From here we can build a Select clause to load a DTO from the merchant entity graph, and EF can work out the related data via navigation properties. The advantage of this is that the resulting SQL will only pull back the data from the relevant tables that it needs, rather than everything from the Merchant and related tables.

var result = await _context.Merchants
    .Where(x=>x.CollId==collId)
    .Select(x => new MerchantDTO
    {
        CollId = x.CollId,
        MRC_INC_NAME = x.MrcBatchInfo_MI.Name,
        MRC_EXE_NAME = x.MrcBatchInfo_ME.Name,
        STR_INC_NAME = x.MrcBatchInfo_SI.Name,
        STR_INC_NAME = x.MrcBatchInfo_SE.Name,
        MSTR_INC_NAME = x.MrcBatchInfo_AI.Name,
        MSTR_INC_NAME = x.MrcBatchInfo_AE.Name
    }).ToListAsync();

... using more appropriate naming convention and I guessed at the details like Name property to be returned. EF will still generate Joins and such behind the scenes so don't expect it to mimic an existing query, but for the most part performance wise the queries that EF generates are pretty good.

There may be complex cases that can be optimized more explicitly in which case an option is to leverage Views and mapping entities to the view rather than the base tables. (good for complex read operations)
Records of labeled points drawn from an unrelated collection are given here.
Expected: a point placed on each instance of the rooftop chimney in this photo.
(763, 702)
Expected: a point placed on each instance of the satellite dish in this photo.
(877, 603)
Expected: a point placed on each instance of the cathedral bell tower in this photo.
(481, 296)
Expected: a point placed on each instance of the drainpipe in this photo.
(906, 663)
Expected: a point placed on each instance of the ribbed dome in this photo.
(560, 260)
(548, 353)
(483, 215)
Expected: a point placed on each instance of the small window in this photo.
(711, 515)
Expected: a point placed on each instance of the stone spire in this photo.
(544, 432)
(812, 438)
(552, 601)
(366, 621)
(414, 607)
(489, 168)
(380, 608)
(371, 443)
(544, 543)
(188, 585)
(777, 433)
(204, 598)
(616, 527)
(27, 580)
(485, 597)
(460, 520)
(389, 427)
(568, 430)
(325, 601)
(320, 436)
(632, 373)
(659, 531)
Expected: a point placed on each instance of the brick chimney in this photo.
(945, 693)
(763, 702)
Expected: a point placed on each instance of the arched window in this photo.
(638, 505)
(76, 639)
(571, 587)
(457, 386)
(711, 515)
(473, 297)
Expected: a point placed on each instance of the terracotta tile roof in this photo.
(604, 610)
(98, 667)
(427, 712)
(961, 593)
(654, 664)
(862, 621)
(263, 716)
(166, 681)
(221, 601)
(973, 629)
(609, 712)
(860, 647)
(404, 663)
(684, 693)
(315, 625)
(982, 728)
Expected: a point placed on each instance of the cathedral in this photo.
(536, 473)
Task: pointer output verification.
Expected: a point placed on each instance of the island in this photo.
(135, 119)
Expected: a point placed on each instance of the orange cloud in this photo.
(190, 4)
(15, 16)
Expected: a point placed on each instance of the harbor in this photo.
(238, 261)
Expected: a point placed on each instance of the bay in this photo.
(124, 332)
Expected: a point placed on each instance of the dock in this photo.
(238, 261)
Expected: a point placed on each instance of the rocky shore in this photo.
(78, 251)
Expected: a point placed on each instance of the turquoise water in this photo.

CodePudding user response:

AND C.MRC_INC_LIST_ID = MI.COLL_MRC_BATCH_ID( )
AND C.MRC_EXC_LIST_ID = ME.COLL_MRC_BATCH_ID( )
AND C.STR_INC_LIST_ID = SI.COLL_MRC_BATCH_ID( )
AND C.STR_EXC_LIST_ID = SE.COLL_MRC_BATCH_ID( )
AND C.MSTR_INC_LIST_ID = AI.COLL_MRC_BATCH_ID( )
AND C.MSTR_EXC_LIST_ID = AE.COLL_MRC_BATCH_ID( )

Personally, I think your database design is backwards.

Rather than having a MERCHANT table with 6 foreign keys to the same table. You need a table with a FK to MERCHANT, and a type column to represent the 6 (or more) types. This would either be on the MRC_BATCH_INFO table, or on a new many-to-many join table, depending on how these two tables are related.